Observed heterogeneities after hydration of MX-80 bentonite under pellet/powder form

Highlights

• A number of variable size swelling tests on granular MX80 bentonite are presented.

• Stress and dry density heterogeneities of the final state are demonstrated.

• First results of a metric-scale resaturation experiment are presented.

Abstract

Bentonite is considered for engineered barriers in radioactive waste geological repositories due to its low permeability, swelling pressure and radionuclide retention properties. The French concept favors the use of bentonite under granular form - pellets and crushed pellets mix - for an easier building of plugs and seals relatively to bricks. However, this introduces a significant degree of macroscopic initial heterogeneity (at several scales) that is expected to disappear via mass redistribution during resaturation in order to obtain homogeneous hydraulic and mechanical performance. This also may have practical effects on the reliability of results from tests with small volumes of bentonite compatible with the time scales manageable at the laboratory. In this study, isochoric swelling pressure tests at various densities and sample sizes were carried out and evidenced bias mainly due to the size of the cell compared to the size of the pellets, although the average density is equivalent, pointing towards incomplete homogenization. Large-scale swelling pressure tests, however, converged towards values previously measured for more finely grained materials. Local pressure measurements also evidenced some stress heterogeneities that do not seem to disappear at medium time-scales. These stress heterogeneities could be correlated to local density variations of the final state assessed using destructive measurements and X-ray computed tomography.

Introduction

Preventing the release of radionuclides into the biosphere is the central issue of high- and intermediate-level nuclear waste geological repositories. The large swelling capacity, low permeability and radionuclide retention properties of bentonites make them desirable materials for building engineered barriers (plugs and seals) (Delage et al., 2010; Cui, 2017). Several bentonite-based materials (pure bentonite, bentonite-sand, etc.) are thoroughly studied in research programs of a number of countries. In the French CIGEO concept, pure MX-80 bentonite is proposed to build the seals in access galleries and shafts.

In order to facilitate the placement of large volumes of bentonite underground with a target density constraint, it is proposed to use bentonite as a granular form, such as compacted pellets/powder mix, thus avoiding the relatively complex building operations associated for instance with compacted bentonite bricks.
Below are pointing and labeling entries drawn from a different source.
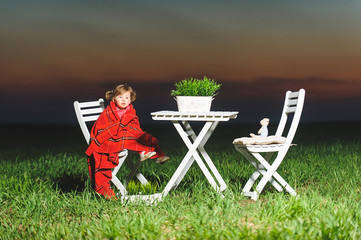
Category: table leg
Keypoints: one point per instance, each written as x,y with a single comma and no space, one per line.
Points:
205,155
198,143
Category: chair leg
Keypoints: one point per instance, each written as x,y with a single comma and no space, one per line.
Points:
260,168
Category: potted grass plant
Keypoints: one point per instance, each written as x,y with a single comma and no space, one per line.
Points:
195,95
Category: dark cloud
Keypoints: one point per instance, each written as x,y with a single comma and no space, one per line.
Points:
326,100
The feasibility of implementing such a full-scale seal concept has been recently assessed in the framework of the European DOPAS project with the FSS experiment (Bosgiraud et al., 2015; Conil et al., 2015) (Fig. 1). This large-scale mock-up allowed to investigate technologies required for the construction of a bentonite plug, as well as the density attained and properties of the remaining technological voids. This surface demonstrator made use of a 36 m long concrete structure mimicking an underground gallery of 7.6 m in diameter that was sealed with a bentonite core, between low-pH concrete containment plugs. No resaturation of the bentonite was attempted. The granular material used is composed of approximately 80% of 32 mm diameter pellets and 20% of crushed pellets in dry mass. Although the hydromechanical behavior of analogous granular materials has already been studied (Imbert and Villar, 2006; Hoffmann et al., 2007), the evaluation of the homogeneity of the final saturated state requires additional work. Indeed, the performance of such a structure can be dependent on the homogenization of the bentonite core at resaturation. Lower density regions could lead to higher hydraulic conductivity or reduced hydromechanical properties that should not degrade the expected performance of these structures (Nasir et al., 2017). The resulting heterogeneities in the hydraulic properties of such a structure may be due to (Fig. 1):

• Large gaps and technological voids – decimeter to meter scale – (Mokni et al., 2016) in top areas due to incomplete filling, or large scale density gradients due to possible segregation of pellets for example; issues mitigated by a careful filling process,

• Local density variations – millimeter to centimeter scale – (pellet/powder/macroporosity), that are expected to resorb through resaturation, as evidenced for example through X-ray microtomography (Van Geet et al., 2005),

• Interface effects, which may have different hydraulic properties than the bulk due to thermal or, in the present case, chemical alteration, in particular with concrete structures (Herbert et al., 2004, Herbert et al., 2008; Sanchez et al., 2006; Yamaguchi et al., 2007; Marty et al., 2010; Fernandez et al., 2017), that could be mitigated by the choice (if possible) of compatible materials.

In this paper, laboratory characterizations of the pellet-powder bentonite material designed for the DOPAS-FSS demonstrator are presented. The objective is to investigate in representative conditions (constant volume, controlled water compositions, and targeted density values) the residual small scale heterogeneities (2. in the list above) in a resaturated granular bentonite material. These heterogeneities are investigated through the effect of sample size on the swelling pressure kinetics and reached values, culminating with a currently ongoing metric scale experiment (called “REM”) implemented in the framework of the DOPAS project (Conil et al., 2015). Local total pressures and local density were also evaluated for an intermediate scale test.